Extras: None of the extras are in high-definition this time around, and what's here is either full-frame or letterboxed in non-anamorphic widescreen. While on one hand that's a drag, Trading Places is one of those rare special editions that's not bogged down by filler and everything's worth a look.

The disc doesn't include an audio commentary, but Paramount has put together an above-average Pop Up Video-style trivia track in its place. It's really comprehensive, pointing out continuity gaffes, precisely where individual shots were filmed, scenes that were scripted but were never shot, cracking ice off of Dan Aykroyd's fur coat between takes during one agonizingly cold night shoot, and actually filming real traders on the floor of the exchange for the climax. There's a bunch of trivia in there too, including the unemployment rate in Philly, Winthorpe being booked under the same number as Elwood in The Blues Brothers, and random cast highlights, including a bit part with Jamie Lee Curtis' sister.

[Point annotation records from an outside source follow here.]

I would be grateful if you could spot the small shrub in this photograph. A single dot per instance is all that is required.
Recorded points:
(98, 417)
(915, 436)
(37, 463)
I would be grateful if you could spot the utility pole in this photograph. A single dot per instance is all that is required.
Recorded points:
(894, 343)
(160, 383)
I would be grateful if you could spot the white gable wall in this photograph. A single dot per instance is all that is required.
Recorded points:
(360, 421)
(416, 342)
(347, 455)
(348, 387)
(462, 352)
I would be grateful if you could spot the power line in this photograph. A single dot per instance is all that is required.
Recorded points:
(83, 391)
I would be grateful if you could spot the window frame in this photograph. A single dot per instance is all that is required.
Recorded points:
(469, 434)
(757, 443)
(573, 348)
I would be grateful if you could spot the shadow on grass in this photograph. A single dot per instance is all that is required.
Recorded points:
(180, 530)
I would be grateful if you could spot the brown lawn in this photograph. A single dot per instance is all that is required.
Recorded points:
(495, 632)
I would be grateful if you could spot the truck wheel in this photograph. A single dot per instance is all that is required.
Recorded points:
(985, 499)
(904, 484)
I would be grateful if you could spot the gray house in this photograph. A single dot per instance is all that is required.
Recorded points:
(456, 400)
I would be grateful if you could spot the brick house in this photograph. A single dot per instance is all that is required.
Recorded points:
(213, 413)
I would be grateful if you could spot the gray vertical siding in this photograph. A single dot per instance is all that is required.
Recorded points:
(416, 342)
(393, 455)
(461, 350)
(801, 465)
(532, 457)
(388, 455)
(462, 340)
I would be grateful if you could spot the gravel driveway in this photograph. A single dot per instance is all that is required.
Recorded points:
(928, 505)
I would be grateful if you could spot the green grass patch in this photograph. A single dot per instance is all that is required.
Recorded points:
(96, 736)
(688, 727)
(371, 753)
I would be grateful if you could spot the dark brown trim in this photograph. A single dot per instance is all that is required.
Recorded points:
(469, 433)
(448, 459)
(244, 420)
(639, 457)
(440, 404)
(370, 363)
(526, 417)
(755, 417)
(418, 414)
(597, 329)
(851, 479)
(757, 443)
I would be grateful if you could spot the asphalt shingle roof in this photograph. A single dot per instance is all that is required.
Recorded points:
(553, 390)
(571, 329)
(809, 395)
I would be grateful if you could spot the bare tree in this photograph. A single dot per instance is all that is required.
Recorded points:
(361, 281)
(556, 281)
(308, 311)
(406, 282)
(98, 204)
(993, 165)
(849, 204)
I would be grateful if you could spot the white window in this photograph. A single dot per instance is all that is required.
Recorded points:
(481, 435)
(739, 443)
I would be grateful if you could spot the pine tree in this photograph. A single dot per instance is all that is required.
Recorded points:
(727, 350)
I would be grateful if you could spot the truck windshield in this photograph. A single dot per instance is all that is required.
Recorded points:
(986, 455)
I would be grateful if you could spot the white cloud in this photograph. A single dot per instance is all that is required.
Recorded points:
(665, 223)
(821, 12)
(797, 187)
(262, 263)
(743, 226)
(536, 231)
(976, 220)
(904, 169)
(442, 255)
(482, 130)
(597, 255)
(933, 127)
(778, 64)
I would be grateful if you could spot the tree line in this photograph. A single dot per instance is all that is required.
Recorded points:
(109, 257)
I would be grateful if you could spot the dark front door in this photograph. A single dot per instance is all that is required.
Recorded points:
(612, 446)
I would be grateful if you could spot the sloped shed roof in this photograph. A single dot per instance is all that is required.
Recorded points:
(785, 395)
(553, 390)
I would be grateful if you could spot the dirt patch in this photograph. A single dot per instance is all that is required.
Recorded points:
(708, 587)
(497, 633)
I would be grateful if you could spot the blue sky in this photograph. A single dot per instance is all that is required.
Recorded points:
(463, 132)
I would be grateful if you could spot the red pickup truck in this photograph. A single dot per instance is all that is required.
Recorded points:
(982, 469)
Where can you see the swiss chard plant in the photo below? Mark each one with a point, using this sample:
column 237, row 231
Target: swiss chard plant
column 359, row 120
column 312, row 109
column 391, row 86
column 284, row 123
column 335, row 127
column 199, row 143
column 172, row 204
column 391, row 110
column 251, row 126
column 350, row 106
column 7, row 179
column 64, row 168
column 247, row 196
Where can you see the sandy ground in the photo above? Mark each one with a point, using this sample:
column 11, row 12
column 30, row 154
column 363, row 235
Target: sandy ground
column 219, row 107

There are two additional bits of footage, the first of which is a promotional piece shot for ShoWest while filming was still underway. Following an extended introduction by John Landis, it's a mix of brief snippets from the movie along with Dan Aykroyd and Eddie Murphy riffing in a bathroom, cracking up the crew in the process. There's also a deleted scene that's usually reinserted into TV broadcasts that follows Paul Gleason's character pulling off the whole MacGuffin theft. While the scene is better left on the cutting room floor, it's great to see a studio finally include some of the material that's popped back in on cable. Producer George Folsey Jr. is listed as providing a commentary for this three minute clip, but it's not an audio commentary in the traditional sense; it's actually a trimmed down version of the scene intercut with a video interview.

Although Landis, Aykroyd, and Curtis chime in with new interviews for this release, there's also an eight minute collection of rarely seen interviews with the cast as they were promoting the movie in the U.K. almost a quarter-century ago. Eddie Murphy chimes in with some particularly insightful comments about how he was approaching his career at this early stage.

A few featurettes round out the extras. "The Trade in Trading Places" (5 min.) explains what a mercantile exchange is, exactly, and it also spells out precisely what Billy Ray and Winthorpe were scheming at the end for those of us who bowed out of Finance classes. "Dressing the Part" spends six and a half minutes with Deborah Nadoolman -- y'know, Mrs. John Landis -- and the thought that went into the costuming. The longest and best of the extras is the 18 minute retrospective "Insider Trading: The Making of Trading Places", and it features interviews with most of the key cast and crew. Landis spends quite a bit of time discussing a group of actors the studio wasn't particularly enthusiastic about, and along with quite a few other topics, they touch on the germ of an idea that sparked the story and, of course, Jamie Lee Curtis' rack.

Conclusion: Trading Places doesn't settle for easy laughs...well, for the most part. A sharp, smart comedy that's only a movie or two away for marking a career high for Dan Aykroyd, Eddie Murphy, and director John Landis, Trading Places is one of the best of the '80s and a movie that's long-deserved the special edition treatment and spectacular visual presentation it's snagged here. Highly Recommended.